Dataocean AI Has Participated in Creating the Open-Source Dataset GigaSpeech 2: A Large-Scale and Multi-Domain ASR Corpus for Low-Resource Languages

#AI--Dataocean AI has collaborated with Shanghai Jiao Tong University, The Chinese University of Hong Kong, Tsinghua University, Pengcheng Lab, AISpeech, Birch AI, and Seasalt AI to successfully devel...

IRVINE, Calif.: #AI--Dataocean AI has collaborated with Shanghai Jiao Tong University, The Chinese University of Hong Kong, Tsinghua University, Pengcheng Lab, AISpeech, Birch AI, and Seasalt AI to successfully develop GigaSpeech 2. The development and test sets of GigaSpeech 2 are labeled by a professional team from Dataocean AI.

GigaSpeech 2 Overview

GigaSpeech 2 is an ever-expanding, large-scale, multi-domain, and multilingual speech recognition corpus designed to promote research and development in low-resource language speech recognition.
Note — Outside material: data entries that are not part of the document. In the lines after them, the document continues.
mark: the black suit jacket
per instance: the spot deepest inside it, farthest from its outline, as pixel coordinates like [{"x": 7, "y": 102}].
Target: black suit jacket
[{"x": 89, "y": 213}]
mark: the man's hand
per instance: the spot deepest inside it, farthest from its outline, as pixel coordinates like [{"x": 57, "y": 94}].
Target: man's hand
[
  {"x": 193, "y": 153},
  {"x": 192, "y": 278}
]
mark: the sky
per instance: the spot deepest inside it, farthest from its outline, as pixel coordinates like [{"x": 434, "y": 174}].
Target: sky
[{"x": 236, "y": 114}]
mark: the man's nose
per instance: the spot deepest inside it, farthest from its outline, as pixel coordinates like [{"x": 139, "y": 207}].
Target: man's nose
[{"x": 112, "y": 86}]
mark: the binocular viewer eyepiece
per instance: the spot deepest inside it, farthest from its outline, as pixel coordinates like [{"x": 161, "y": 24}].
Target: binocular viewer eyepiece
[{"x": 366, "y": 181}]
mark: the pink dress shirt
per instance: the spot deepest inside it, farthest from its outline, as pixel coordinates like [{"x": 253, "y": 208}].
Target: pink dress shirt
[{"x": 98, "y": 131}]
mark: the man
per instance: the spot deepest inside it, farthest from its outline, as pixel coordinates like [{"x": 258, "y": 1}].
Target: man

GigaSpeech 2 raw contains 30,000 hours of automatically transcribed audio, covering Thai, Indonesian, and Vietnamese. After multiple rounds of refinement and iteration, GigaSpeech 2 refined offers 10,000 hours of Thai, 6,000 hours of Indonesian, and 6,000 hours of Vietnamese. The test sets labeled by Dataocean AI for Thai and Indonesian, each consist of 10 hours, while the development sets are 10 hours for Thai and Indonesian. The team have also open-sourced multilingual speech recognition models trained on the GigaSpeech 2 data, achieving performance comparable to commercial speech recognition services.

Dataset Construction

The construction process of GigaSpeech 2 has also been open-sourced. This is an automated process for building large-scale speech recognition datasets from vast amounts of unlabeled audio available on the internet. The automated process involves data crawling, transcription, alignment, and refinement. Initially, Whisper is used for preliminary transcription, followed by forced alignment with TorchAudio to produce GigaSpeech 2 raw through multi-dimensional filtering. The dataset is then refined iteratively using an improved Noisy Student Training (NST) method, enhancing the quality of pseudo-labels through repeated iterations, ultimately resulting in GigaSpeech 2 refined.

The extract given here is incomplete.